For a small publisher, the ISBN is an expensive irritation. The book world relies on the International Standard Book Number for greasing the wheels of distribution and discoverability. The need for a numerical identifier is obvious, and the ISBN—in its 10- or 13-digit iterations—serves that purpose. The problem is that there are country-specific monopolies on issuing ISBNs. The U.S. monopolist is Bowker, a firm founded in the nineteenth century that has, since the late 1960s, traded hands among a series of multinationals. Elsevier’s parent company bought Bowker from Xerox (!) in the mid-1980s, then sold the firm to Cambridge Information Group, the owner of database provider ProQuest, in 2001. Bowker, now positioned as a ProQuest affiliate, is the official U.S. ISBN agency, so the firm can charge usurious rates. At a laughably outdated website, publishers can buy a single ISBN for $125, 10 for $295, and so on. We opted for 100 ISBNs, for $575, since the next tier—for a thousand numbers—costs $1500. One hundred sounds like a lot, though the IDs can get depleted fast since publishers are expected to assign a unique ISBN for every version of a book: one for digital, another for cloth, and so on. Throughout the purchase—alas—we were inundated with upselling pitches for various add-on services, none of which we acquired.

The process for assigning ISBNs is straightforward. In the online form, you are prompted to enter metadata like the title, language, authors & contributors, and format. Though ebooks are supported, the system is plainly designed with printed titles in mind. One major metadata category is “Sales & Pricing,” with required fields like “Target Audience,” country-by-country pricing, and “Sales Rights”. So it’s a bit of a shoehorn, but shouldn’t take more than 10 minutes. We will update the post once we’ve completed the form for a forthcoming title.

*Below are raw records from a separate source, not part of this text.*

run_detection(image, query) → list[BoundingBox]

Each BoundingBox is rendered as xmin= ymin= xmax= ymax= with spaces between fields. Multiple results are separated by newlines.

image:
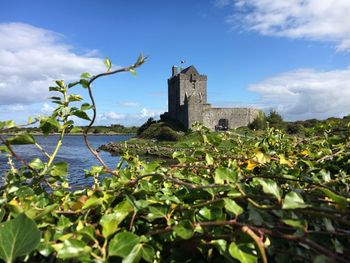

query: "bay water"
xmin=0 ymin=135 xmax=132 ymax=188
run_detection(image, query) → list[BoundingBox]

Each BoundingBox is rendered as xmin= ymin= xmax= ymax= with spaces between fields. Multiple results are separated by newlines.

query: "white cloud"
xmin=97 ymin=108 xmax=165 ymax=126
xmin=40 ymin=102 xmax=55 ymax=114
xmin=0 ymin=23 xmax=104 ymax=105
xmin=119 ymin=101 xmax=140 ymax=108
xmin=215 ymin=0 xmax=350 ymax=51
xmin=248 ymin=67 xmax=350 ymax=120
xmin=139 ymin=108 xmax=164 ymax=118
xmin=99 ymin=111 xmax=126 ymax=121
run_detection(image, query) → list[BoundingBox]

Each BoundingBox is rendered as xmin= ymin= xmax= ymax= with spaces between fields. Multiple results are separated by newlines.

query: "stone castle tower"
xmin=166 ymin=65 xmax=260 ymax=130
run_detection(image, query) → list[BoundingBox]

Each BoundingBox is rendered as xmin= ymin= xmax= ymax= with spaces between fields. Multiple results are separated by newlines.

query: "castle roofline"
xmin=180 ymin=65 xmax=200 ymax=75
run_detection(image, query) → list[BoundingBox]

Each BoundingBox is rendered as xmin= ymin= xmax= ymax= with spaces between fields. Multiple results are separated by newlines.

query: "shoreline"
xmin=0 ymin=133 xmax=136 ymax=136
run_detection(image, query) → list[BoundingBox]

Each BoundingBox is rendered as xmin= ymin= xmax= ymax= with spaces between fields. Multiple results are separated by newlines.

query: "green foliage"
xmin=0 ymin=214 xmax=40 ymax=263
xmin=0 ymin=56 xmax=350 ymax=262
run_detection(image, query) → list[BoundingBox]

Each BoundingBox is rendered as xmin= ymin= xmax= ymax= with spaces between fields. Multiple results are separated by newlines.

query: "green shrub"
xmin=0 ymin=56 xmax=350 ymax=263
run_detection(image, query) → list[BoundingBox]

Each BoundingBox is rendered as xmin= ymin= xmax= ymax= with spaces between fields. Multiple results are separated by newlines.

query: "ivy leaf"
xmin=82 ymin=196 xmax=103 ymax=209
xmin=205 ymin=153 xmax=214 ymax=165
xmin=29 ymin=158 xmax=44 ymax=169
xmin=224 ymin=198 xmax=244 ymax=217
xmin=0 ymin=214 xmax=40 ymax=263
xmin=57 ymin=239 xmax=91 ymax=259
xmin=6 ymin=134 xmax=35 ymax=145
xmin=174 ymin=220 xmax=194 ymax=239
xmin=254 ymin=178 xmax=282 ymax=202
xmin=51 ymin=162 xmax=68 ymax=176
xmin=214 ymin=167 xmax=237 ymax=184
xmin=104 ymin=58 xmax=112 ymax=71
xmin=228 ymin=242 xmax=258 ymax=263
xmin=142 ymin=244 xmax=154 ymax=263
xmin=108 ymin=232 xmax=140 ymax=258
xmin=317 ymin=187 xmax=348 ymax=209
xmin=122 ymin=244 xmax=142 ymax=263
xmin=282 ymin=192 xmax=309 ymax=209
xmin=247 ymin=160 xmax=258 ymax=171
xmin=100 ymin=201 xmax=132 ymax=238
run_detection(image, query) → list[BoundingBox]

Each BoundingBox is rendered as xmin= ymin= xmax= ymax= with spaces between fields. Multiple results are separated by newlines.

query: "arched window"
xmin=215 ymin=119 xmax=228 ymax=131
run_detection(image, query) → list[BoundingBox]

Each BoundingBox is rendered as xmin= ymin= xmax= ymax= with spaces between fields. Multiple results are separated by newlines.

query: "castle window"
xmin=215 ymin=119 xmax=228 ymax=131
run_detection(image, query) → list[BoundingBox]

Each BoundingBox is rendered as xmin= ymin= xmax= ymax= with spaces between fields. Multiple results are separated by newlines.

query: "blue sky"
xmin=0 ymin=0 xmax=350 ymax=126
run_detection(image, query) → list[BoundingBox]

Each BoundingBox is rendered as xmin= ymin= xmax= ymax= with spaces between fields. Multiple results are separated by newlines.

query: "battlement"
xmin=167 ymin=65 xmax=260 ymax=130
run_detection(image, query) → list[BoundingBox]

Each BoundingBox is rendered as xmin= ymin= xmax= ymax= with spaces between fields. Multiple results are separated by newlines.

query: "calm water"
xmin=0 ymin=135 xmax=131 ymax=187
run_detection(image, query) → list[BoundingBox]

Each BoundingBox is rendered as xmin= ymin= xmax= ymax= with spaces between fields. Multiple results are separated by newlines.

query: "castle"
xmin=165 ymin=65 xmax=260 ymax=130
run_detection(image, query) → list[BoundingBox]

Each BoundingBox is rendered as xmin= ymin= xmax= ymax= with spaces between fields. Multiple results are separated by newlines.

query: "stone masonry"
xmin=165 ymin=65 xmax=260 ymax=130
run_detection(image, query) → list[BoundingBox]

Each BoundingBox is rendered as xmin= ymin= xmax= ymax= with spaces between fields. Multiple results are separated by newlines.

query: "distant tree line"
xmin=248 ymin=110 xmax=350 ymax=136
xmin=1 ymin=124 xmax=139 ymax=134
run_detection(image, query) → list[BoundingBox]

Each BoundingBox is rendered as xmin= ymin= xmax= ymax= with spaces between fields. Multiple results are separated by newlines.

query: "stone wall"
xmin=168 ymin=66 xmax=260 ymax=130
xmin=203 ymin=107 xmax=260 ymax=130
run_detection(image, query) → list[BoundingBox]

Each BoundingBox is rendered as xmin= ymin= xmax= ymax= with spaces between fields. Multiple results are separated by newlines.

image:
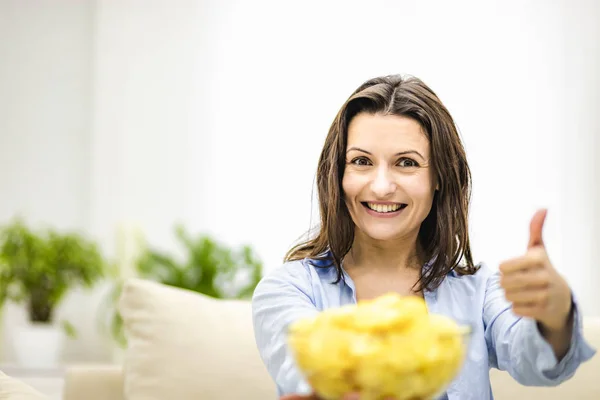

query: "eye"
xmin=350 ymin=157 xmax=371 ymax=167
xmin=398 ymin=158 xmax=419 ymax=168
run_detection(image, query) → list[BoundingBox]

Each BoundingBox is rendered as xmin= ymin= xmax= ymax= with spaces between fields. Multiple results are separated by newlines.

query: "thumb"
xmin=527 ymin=209 xmax=548 ymax=249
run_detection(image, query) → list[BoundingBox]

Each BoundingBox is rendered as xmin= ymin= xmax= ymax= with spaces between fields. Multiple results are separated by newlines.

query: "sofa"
xmin=0 ymin=279 xmax=600 ymax=400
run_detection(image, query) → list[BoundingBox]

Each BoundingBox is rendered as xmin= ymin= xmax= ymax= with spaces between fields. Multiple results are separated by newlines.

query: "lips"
xmin=361 ymin=201 xmax=408 ymax=214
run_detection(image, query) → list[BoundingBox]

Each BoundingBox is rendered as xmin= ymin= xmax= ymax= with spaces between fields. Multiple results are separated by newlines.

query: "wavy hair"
xmin=285 ymin=75 xmax=477 ymax=290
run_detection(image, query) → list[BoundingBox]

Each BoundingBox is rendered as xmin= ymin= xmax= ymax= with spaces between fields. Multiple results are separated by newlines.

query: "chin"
xmin=363 ymin=229 xmax=403 ymax=242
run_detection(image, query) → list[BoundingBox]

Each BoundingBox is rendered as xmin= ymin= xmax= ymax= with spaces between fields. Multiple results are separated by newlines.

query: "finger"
xmin=499 ymin=247 xmax=548 ymax=275
xmin=500 ymin=268 xmax=550 ymax=293
xmin=506 ymin=290 xmax=549 ymax=308
xmin=527 ymin=209 xmax=548 ymax=249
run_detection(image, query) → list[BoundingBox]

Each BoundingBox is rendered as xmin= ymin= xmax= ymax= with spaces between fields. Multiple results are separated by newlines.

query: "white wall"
xmin=0 ymin=0 xmax=600 ymax=360
xmin=190 ymin=0 xmax=600 ymax=314
xmin=0 ymin=0 xmax=98 ymax=361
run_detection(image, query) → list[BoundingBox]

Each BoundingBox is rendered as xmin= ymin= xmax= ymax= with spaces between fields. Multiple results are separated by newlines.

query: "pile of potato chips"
xmin=289 ymin=294 xmax=468 ymax=400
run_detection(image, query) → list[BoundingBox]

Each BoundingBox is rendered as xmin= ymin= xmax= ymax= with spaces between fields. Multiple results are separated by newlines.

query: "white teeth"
xmin=367 ymin=203 xmax=400 ymax=213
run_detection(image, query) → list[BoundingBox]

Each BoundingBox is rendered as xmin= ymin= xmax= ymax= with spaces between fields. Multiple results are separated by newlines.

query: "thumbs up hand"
xmin=500 ymin=210 xmax=572 ymax=332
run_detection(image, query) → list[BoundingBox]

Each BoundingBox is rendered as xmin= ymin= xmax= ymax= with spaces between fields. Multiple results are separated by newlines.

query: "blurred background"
xmin=0 ymin=0 xmax=600 ymax=363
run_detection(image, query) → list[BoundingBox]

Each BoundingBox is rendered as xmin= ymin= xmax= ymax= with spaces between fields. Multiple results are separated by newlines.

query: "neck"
xmin=346 ymin=232 xmax=423 ymax=270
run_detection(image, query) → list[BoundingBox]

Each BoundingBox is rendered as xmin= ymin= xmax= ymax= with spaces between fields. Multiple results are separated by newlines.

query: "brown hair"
xmin=285 ymin=75 xmax=477 ymax=290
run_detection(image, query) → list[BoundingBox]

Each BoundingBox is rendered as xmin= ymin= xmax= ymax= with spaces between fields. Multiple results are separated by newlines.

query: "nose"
xmin=371 ymin=166 xmax=396 ymax=198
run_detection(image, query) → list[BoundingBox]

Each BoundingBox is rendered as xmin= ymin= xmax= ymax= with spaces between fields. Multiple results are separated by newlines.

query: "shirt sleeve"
xmin=483 ymin=273 xmax=595 ymax=386
xmin=252 ymin=262 xmax=319 ymax=396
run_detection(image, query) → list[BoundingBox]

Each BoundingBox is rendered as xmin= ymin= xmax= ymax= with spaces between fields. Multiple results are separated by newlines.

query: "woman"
xmin=253 ymin=76 xmax=595 ymax=400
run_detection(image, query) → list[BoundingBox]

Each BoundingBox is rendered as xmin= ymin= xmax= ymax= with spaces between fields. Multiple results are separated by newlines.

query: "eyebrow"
xmin=346 ymin=147 xmax=425 ymax=160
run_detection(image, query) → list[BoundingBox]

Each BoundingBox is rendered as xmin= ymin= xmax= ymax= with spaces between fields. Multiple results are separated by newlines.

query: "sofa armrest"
xmin=63 ymin=365 xmax=125 ymax=400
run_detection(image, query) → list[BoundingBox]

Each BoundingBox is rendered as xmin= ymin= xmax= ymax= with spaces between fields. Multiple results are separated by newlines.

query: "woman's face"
xmin=342 ymin=113 xmax=435 ymax=241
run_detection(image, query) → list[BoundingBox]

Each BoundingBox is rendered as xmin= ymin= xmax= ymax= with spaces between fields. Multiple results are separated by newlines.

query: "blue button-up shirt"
xmin=252 ymin=260 xmax=595 ymax=400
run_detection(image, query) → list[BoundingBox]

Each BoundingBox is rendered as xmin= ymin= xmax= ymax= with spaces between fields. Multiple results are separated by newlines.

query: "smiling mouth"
xmin=361 ymin=201 xmax=408 ymax=214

We don’t plan to print any of our titles, so we faced an obvious question: Why not just issue DOIs (for the whole book and for individual chapters)? The reason is discoverability: the Directory of Open Access Books requires an ISBN for listing (among other criteria). Likewise, the creation of MARC and Library of Congress Cataloging in Publication records—a process that we are still exploring and will post about—seems to require an ISBN too. So Bowker, and its mid-1990s website, are unavoidable.